Tuesday, 15 December 2015: 09:40
304 (Moscone South)
Philip E Janney and Ellwin T. Shiimi, University of Cape Town, Cape Town, South Africa
Abstract:
There is a first order contrast in compositional and thermal properties between cold and infertile Archean cratonic mantle and younger, warmer and more fertile Proterozoic lithosphere, but it has also become apparent that coherent thermal and compositional differences exist between adjacent Proterozoic terranes, even in regions that have been stable for over 1 Ga. We report new thermobarometry and in-situ trace element data for garnet peridotite xenoliths from several late Cretaceous (100-70 Ma) kimberlite localities in the western Namaqua-Natal Belt (NNB) and Rehoboth Province (RP), which bound the Archean Kaapvaal craton to the west and south, respectively.
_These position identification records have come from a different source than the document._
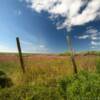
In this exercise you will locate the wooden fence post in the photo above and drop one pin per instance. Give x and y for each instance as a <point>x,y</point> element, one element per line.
<point>72,53</point>
<point>20,54</point>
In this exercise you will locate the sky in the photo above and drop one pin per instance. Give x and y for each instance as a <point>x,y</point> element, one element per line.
<point>42,25</point>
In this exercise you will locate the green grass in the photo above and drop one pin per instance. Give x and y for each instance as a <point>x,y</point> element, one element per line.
<point>52,79</point>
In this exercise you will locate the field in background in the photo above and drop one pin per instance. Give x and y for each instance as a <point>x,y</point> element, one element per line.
<point>44,72</point>
<point>44,67</point>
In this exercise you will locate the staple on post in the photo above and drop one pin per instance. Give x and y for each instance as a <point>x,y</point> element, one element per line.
<point>20,54</point>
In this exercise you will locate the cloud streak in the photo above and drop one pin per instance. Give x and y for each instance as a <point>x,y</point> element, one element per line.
<point>75,12</point>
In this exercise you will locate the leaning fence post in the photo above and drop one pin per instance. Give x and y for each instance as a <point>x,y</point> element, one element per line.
<point>20,54</point>
<point>72,53</point>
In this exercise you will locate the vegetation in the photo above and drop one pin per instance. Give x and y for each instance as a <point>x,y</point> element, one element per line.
<point>51,78</point>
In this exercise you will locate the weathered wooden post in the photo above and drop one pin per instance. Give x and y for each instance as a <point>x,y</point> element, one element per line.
<point>72,53</point>
<point>20,54</point>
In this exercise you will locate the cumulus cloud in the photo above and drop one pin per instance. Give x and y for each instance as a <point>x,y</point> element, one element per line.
<point>28,46</point>
<point>4,48</point>
<point>83,37</point>
<point>95,43</point>
<point>75,12</point>
<point>18,12</point>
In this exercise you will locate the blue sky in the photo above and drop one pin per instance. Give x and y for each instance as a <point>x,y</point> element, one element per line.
<point>39,34</point>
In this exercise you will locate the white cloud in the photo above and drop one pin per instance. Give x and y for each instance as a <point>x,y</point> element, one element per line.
<point>83,37</point>
<point>68,9</point>
<point>4,48</point>
<point>33,48</point>
<point>18,12</point>
<point>95,43</point>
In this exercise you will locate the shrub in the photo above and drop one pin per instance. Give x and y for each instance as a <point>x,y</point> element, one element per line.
<point>84,86</point>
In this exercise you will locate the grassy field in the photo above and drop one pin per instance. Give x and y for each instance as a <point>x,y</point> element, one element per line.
<point>50,76</point>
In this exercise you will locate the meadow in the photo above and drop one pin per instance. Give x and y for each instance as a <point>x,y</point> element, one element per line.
<point>50,77</point>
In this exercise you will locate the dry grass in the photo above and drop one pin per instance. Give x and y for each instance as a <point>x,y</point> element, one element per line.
<point>45,69</point>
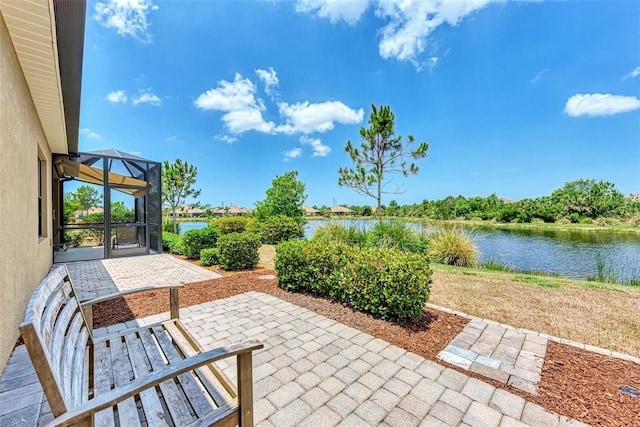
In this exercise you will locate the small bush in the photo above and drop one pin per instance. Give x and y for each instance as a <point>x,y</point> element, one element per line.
<point>452,246</point>
<point>334,232</point>
<point>303,265</point>
<point>396,235</point>
<point>231,224</point>
<point>172,243</point>
<point>385,282</point>
<point>276,229</point>
<point>167,225</point>
<point>209,257</point>
<point>238,251</point>
<point>196,240</point>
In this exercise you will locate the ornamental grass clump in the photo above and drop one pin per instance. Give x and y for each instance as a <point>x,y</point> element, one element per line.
<point>452,246</point>
<point>396,235</point>
<point>334,232</point>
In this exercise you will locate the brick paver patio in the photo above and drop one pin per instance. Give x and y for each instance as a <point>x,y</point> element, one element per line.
<point>313,371</point>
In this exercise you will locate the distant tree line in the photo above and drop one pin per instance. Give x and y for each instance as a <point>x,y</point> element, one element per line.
<point>581,201</point>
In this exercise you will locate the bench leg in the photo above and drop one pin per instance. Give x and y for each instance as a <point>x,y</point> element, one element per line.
<point>245,389</point>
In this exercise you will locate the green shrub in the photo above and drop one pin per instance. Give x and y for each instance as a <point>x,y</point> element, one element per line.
<point>196,240</point>
<point>308,265</point>
<point>167,225</point>
<point>209,256</point>
<point>238,251</point>
<point>385,282</point>
<point>333,232</point>
<point>452,246</point>
<point>231,224</point>
<point>396,235</point>
<point>172,243</point>
<point>275,229</point>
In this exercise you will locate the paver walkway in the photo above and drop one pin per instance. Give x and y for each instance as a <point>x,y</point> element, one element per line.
<point>107,276</point>
<point>314,371</point>
<point>507,355</point>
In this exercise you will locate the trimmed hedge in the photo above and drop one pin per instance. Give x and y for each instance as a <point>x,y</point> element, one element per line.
<point>231,224</point>
<point>238,251</point>
<point>275,229</point>
<point>209,257</point>
<point>388,283</point>
<point>196,240</point>
<point>172,243</point>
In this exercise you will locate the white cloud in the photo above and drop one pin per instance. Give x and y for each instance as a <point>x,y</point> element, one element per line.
<point>348,11</point>
<point>319,149</point>
<point>304,117</point>
<point>127,17</point>
<point>292,154</point>
<point>635,73</point>
<point>538,75</point>
<point>599,104</point>
<point>270,79</point>
<point>226,138</point>
<point>243,112</point>
<point>117,96</point>
<point>146,98</point>
<point>88,133</point>
<point>408,23</point>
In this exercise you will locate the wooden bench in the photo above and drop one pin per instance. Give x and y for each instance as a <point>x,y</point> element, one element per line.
<point>157,375</point>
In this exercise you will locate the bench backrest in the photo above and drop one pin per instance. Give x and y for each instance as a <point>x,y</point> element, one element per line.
<point>57,337</point>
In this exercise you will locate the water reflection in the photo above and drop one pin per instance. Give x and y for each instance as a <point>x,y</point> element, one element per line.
<point>567,253</point>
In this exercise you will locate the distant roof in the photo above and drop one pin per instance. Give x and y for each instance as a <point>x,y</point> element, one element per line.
<point>340,209</point>
<point>112,152</point>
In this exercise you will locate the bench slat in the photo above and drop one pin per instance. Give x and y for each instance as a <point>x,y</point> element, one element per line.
<point>78,368</point>
<point>69,353</point>
<point>122,373</point>
<point>192,390</point>
<point>102,381</point>
<point>60,332</point>
<point>190,346</point>
<point>50,314</point>
<point>153,410</point>
<point>176,403</point>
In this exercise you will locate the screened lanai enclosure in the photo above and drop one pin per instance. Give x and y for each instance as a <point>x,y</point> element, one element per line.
<point>108,204</point>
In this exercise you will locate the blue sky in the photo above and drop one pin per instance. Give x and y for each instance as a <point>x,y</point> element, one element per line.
<point>514,98</point>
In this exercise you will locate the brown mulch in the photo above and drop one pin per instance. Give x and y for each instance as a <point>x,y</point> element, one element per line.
<point>575,383</point>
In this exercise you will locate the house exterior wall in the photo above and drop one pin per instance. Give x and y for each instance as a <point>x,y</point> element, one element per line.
<point>25,256</point>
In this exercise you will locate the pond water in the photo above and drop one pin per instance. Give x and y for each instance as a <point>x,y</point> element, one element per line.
<point>571,254</point>
<point>192,225</point>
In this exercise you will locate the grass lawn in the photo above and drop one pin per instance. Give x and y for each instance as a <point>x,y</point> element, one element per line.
<point>594,313</point>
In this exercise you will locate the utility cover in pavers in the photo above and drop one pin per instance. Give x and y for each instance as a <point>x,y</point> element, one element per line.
<point>499,353</point>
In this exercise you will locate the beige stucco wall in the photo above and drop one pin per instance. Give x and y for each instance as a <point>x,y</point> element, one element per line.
<point>25,258</point>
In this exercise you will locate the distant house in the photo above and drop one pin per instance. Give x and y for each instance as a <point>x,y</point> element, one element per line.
<point>231,210</point>
<point>341,211</point>
<point>307,211</point>
<point>187,212</point>
<point>82,212</point>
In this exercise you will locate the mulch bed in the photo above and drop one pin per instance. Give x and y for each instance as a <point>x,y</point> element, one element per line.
<point>575,383</point>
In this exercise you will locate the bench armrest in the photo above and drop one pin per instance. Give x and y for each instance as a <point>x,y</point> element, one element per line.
<point>154,378</point>
<point>174,300</point>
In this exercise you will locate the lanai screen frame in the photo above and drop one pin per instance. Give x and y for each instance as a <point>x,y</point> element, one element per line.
<point>140,169</point>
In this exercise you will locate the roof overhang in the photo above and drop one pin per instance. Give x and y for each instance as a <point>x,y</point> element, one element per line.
<point>48,37</point>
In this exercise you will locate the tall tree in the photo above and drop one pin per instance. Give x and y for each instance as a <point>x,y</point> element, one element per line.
<point>285,197</point>
<point>178,179</point>
<point>87,197</point>
<point>381,153</point>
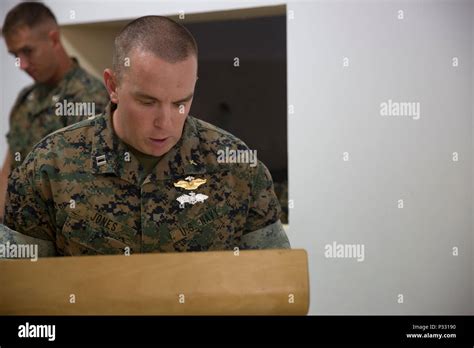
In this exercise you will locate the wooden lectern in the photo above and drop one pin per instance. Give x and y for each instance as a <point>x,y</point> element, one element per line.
<point>248,282</point>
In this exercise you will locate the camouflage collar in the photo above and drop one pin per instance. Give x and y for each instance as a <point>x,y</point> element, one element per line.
<point>110,155</point>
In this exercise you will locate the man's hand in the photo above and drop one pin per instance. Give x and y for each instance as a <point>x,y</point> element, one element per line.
<point>270,237</point>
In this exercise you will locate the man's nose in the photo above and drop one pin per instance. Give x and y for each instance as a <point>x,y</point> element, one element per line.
<point>163,117</point>
<point>24,64</point>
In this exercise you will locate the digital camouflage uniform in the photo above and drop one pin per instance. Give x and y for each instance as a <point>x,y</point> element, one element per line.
<point>83,189</point>
<point>34,113</point>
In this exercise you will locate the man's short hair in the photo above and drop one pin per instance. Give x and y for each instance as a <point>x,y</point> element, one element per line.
<point>30,14</point>
<point>159,35</point>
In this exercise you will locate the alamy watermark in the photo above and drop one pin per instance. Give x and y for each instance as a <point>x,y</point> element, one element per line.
<point>67,108</point>
<point>20,251</point>
<point>407,109</point>
<point>237,156</point>
<point>345,251</point>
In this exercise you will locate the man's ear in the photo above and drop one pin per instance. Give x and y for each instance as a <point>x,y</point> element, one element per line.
<point>54,37</point>
<point>110,83</point>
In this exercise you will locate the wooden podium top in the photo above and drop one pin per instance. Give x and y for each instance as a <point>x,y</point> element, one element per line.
<point>248,282</point>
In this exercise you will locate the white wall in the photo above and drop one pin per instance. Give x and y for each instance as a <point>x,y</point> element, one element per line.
<point>407,251</point>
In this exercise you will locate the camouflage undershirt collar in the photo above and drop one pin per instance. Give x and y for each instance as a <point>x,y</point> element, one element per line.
<point>111,155</point>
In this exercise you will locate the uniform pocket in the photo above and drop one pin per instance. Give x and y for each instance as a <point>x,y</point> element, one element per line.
<point>84,236</point>
<point>210,229</point>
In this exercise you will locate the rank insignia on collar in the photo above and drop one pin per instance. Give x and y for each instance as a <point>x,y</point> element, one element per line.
<point>190,183</point>
<point>192,198</point>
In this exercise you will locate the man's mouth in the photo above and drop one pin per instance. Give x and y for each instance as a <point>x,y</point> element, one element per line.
<point>158,141</point>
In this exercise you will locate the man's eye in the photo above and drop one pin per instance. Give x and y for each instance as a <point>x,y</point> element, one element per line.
<point>146,102</point>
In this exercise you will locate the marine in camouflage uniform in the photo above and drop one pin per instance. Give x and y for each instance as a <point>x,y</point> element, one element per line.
<point>83,189</point>
<point>34,113</point>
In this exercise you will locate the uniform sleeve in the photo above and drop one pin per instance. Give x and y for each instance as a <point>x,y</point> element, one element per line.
<point>27,211</point>
<point>263,227</point>
<point>12,133</point>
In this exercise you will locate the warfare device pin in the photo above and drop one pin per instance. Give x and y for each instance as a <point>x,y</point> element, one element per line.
<point>189,183</point>
<point>192,198</point>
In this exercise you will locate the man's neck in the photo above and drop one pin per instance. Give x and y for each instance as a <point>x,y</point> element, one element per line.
<point>65,64</point>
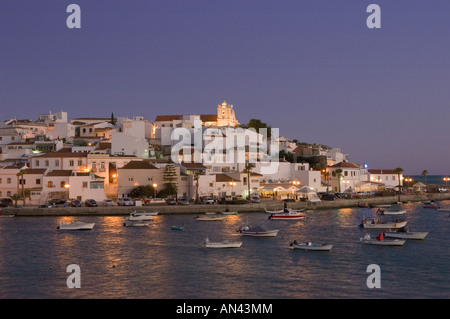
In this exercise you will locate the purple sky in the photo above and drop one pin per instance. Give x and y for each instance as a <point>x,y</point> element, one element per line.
<point>311,68</point>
The localities include some for which no data have been reported previously. Re-depletion model ages from Os isotopes indicate that the lithosphere beneath the NNB and RP is mainly Early Proterozoic (Pearson et al., Chem. Geol., 2004; Janney et al. J. Petrol., 2010) and there is no evidence from xenolith modal proportions for significant differences in average fertility between lithospheric terranes. Equilibration pressures for garnet peridotites from both terranes fall in a similar range (2 to 5 GPa). However, peridotites from the RP typically have P and T values that fall on or very close to the Kaapvaal cratonic geotherm (apart from a group of peridotites from the Gibeon kimberlites with pressures > 4 GPa that follow an adiabatic gradient; e.g. Franz et al., J. Geol., 1996) whereas peridotites from the western NNB have temperatures roughly 100°C warmer than the cratonic geotherm over the whole depth range. Peridotites from the 140 Ma Melton Wold kimberlite, also in the western NNB, lack these warmer temperatures and suggest that warming was contemporaneous with Late Cretaceous kimberlite magmatism. Metasomatic enrichment in incompatible elements (consistent with interaction with kimberlitic melts) is more pronounced in NNB as compared to RP peridotites. The association of higher temperatures with a greater extent of metasomatic interaction in the NNB peridotites suggests that the two phenomena are related and may indicate pervasive thermal resetting of the NNB mantle lithosphere concurrent with Late Cretaceous kimberlite magmatism, whereas the RP appears to have largely escaped this, except for local infiltration of the lithosphere at depth.